Começa a chover de repente. Jean diz para Anderson que vai assumi-lo como o seu namorado e que nada mais vai impedi-los de serem felizes. Nada mais. Dentro do carro, Katie olha para o vidro do carro, molhado e embaçado pelas gotas de chuva e pensa “Estamos todos perdidos. Sofrendo juntos o tempo todo. Acho que as desgraças e as tempestades que vem para nos destruir acaba por nos aproximar daqueles que parecem diferente de nós mas que no fundo, sofrem e padecem da mesma forma que todo mundo. Não importa ser branco, negro, gay, hetero, bonito, feio, magro, gordo.
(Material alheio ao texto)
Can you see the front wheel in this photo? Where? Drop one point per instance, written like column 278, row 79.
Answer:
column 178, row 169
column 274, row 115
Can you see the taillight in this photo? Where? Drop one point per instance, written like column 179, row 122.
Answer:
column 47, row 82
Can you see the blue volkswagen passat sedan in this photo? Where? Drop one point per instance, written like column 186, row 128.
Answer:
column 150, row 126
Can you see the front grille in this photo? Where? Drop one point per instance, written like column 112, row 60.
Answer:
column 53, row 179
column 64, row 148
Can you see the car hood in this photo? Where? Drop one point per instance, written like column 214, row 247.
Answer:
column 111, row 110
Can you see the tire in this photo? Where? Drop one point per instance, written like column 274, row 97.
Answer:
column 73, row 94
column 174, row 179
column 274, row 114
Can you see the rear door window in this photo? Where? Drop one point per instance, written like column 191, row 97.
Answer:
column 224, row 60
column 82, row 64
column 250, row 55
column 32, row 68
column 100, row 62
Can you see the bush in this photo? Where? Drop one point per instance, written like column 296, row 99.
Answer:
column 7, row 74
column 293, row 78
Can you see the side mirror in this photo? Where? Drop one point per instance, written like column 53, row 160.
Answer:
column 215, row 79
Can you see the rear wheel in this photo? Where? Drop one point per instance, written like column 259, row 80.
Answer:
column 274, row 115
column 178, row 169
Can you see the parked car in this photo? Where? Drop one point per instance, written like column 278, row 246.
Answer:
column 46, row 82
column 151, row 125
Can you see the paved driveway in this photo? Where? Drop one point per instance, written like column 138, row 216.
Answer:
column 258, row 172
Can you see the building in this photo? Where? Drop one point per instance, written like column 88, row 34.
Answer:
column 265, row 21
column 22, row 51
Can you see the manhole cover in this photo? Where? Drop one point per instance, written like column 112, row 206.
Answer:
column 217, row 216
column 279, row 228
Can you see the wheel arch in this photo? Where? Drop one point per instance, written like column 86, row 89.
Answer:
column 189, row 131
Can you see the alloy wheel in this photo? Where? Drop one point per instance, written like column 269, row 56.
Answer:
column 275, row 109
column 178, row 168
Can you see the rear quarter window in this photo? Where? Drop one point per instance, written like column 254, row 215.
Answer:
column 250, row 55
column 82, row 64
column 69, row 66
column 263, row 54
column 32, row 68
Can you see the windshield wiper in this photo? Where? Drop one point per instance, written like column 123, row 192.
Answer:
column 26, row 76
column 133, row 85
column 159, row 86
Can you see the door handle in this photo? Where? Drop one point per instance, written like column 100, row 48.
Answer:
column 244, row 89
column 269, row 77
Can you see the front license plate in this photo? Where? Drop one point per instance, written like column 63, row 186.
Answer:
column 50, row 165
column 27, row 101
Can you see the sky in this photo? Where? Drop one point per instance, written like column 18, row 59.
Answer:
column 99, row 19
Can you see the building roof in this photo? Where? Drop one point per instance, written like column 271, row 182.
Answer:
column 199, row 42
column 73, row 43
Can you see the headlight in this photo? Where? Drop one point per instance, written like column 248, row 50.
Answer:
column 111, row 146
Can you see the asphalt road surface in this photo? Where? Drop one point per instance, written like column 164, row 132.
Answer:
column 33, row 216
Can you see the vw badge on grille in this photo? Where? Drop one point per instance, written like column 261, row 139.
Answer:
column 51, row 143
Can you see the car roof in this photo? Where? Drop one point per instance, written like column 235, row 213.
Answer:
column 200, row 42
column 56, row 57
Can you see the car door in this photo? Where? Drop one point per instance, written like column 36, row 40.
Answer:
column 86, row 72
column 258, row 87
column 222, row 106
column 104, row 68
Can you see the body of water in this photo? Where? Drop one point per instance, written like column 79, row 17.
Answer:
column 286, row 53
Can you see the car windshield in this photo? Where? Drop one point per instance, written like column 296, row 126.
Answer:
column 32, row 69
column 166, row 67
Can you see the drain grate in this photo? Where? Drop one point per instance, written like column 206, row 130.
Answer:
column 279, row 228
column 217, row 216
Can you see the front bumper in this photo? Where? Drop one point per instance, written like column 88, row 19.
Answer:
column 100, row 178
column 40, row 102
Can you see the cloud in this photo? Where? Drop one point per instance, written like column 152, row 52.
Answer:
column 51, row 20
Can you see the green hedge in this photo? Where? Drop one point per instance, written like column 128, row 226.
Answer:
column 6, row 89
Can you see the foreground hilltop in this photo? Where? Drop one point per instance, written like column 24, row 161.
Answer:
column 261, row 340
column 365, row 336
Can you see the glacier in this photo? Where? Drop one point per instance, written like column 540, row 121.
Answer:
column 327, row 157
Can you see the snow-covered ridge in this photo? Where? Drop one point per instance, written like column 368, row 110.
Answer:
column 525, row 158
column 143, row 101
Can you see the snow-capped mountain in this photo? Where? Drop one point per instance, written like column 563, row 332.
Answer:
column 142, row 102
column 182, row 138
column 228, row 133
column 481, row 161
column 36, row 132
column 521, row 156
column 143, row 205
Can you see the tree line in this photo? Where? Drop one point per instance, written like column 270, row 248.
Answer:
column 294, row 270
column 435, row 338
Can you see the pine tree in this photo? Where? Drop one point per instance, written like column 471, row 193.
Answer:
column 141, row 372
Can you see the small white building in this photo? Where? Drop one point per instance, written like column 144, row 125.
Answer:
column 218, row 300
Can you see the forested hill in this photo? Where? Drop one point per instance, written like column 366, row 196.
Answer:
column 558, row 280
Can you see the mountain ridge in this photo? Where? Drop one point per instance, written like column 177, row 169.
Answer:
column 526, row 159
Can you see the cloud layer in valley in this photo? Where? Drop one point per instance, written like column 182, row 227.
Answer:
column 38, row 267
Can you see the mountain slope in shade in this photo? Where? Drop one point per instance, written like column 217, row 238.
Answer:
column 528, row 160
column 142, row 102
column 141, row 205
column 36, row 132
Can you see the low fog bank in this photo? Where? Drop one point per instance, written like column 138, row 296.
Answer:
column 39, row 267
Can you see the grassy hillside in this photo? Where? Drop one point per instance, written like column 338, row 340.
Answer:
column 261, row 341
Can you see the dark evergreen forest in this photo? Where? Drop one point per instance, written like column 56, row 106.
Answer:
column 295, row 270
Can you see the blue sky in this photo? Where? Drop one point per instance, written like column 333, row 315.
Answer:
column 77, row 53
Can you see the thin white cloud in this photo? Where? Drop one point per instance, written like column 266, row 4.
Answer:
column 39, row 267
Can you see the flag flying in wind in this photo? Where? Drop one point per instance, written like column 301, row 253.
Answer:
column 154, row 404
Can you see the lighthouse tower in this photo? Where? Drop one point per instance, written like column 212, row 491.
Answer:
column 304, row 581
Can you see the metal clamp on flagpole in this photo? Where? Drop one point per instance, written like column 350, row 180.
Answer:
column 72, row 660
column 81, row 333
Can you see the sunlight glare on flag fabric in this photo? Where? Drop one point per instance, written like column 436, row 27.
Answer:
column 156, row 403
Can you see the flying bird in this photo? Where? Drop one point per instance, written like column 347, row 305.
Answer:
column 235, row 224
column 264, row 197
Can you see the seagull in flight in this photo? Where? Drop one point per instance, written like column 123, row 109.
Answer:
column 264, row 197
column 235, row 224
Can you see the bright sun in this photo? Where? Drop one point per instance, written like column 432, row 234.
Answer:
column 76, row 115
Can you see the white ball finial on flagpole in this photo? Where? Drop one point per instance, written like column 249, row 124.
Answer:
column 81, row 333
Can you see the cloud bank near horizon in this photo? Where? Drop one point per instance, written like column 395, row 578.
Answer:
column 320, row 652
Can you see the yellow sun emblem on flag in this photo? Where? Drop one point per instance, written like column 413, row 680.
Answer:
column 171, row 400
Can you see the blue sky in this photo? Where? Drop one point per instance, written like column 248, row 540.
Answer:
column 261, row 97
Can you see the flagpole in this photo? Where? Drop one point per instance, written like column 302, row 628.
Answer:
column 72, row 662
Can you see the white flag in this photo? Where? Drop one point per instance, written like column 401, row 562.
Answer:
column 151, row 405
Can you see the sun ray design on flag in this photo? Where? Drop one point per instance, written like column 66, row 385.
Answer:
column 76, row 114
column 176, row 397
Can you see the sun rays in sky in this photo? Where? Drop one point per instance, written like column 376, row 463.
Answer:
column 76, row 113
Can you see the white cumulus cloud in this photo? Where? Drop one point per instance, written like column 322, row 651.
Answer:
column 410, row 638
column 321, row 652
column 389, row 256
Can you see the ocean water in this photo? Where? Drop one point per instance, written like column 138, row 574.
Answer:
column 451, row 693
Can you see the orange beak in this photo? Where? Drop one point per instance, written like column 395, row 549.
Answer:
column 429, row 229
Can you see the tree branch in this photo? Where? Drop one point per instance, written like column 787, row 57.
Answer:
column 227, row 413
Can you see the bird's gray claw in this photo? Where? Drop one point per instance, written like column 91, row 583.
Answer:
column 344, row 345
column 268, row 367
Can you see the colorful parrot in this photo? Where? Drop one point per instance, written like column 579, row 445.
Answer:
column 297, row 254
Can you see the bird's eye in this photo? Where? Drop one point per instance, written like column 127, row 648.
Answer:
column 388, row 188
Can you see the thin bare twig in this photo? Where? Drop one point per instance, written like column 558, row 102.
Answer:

Estamos juntos nessa rede de dores e adversidades. E é ai que percebemos por vezes que somos iguais. Através da dor, do sofrimento. Que isto que eu esteja pensando pensem outras pessoas também, para talvez quem sabe um dia sejamos mais unidos e combatemos esses preconceitos, rótulos, estigmas e ideais em nome do consumismo que nos cerca como religião e que faz pulsar o coração do sistema: o dinheiro, que alimenta cada vez mais a ganância de quem já tem o bastante e se sente insatisfeito. Quer mais. Quer mais morte, quer mais violência, querem mais dores, mais injustiças em nome do capital. Que a paz um dia que eu sonho esteja em algum outro mundo, pois neste aqui nunca haverá. Nunca...” Uma lágrima rolou em seu espírito cortando-lhe como uma navalha a sua alma e sangrando sua consciência com o peso destes pensamentos que estão soltos e livres para lhe trazer a verdade. “A verdade está dentro de nós, só dentro de nós...” Pensou ela olhando para o retrovisor do carro de onde dava para ver César aflito e desesperado para chegar logo até o hospital numa fé de encontrar algum leito por lá senão terá de ir para outro e tentar e tentar até achar. Cláudia chorava ao sentir o caos externo e interno. “Que mundo meu Deus, que injusto. Espero que nada demais aconteça com essa garota Senhor, pois não irei me perdoar.” Orou chorando silenciosamente enquanto passava os dedos da mão direita entre os lábios, aflita e angustiada. “Eu tenho que dar mais valor a minha família. Tudo pode acontecer a qualquer hora e qualquer momento. Obrigado por me dar esta luz Senhor, obrigada...” continuou sua prece com o seu Deus.
No dia seguinte, Jean assumiu o seu relacionamento com Anderson para a família e para sua surpresa, não foi expulso nem demitido da empresa. Seu pai lhe dissera que já sabia e que só estava esperando ele contar e que teria que se preocupar em contar isto à Camila, que com certeza não vai reagir como ele. Jean nunca se sentiu tão leve em sua vida. Nunca sentiu tanta alegria queimando em seu espírito. Parecia que havia alcançado a paz dos céus. Estava se sentindo a pessoa mais feliz do mundo, a mais sortuda também. Ellie passa bem no hospital. Está sob os cuidados da família, de César e de Cláudia e de Katie, sua nova amiga. Marilena sobreviveu aos dois tiros que levou nas costas e recebe seu marido e filho no hospital que levam flores para agradar-lhe. Tudo em paz nesta manhã num mundo de Caos. Tudo em paz na desordem do mundo. Mas tudo em paz.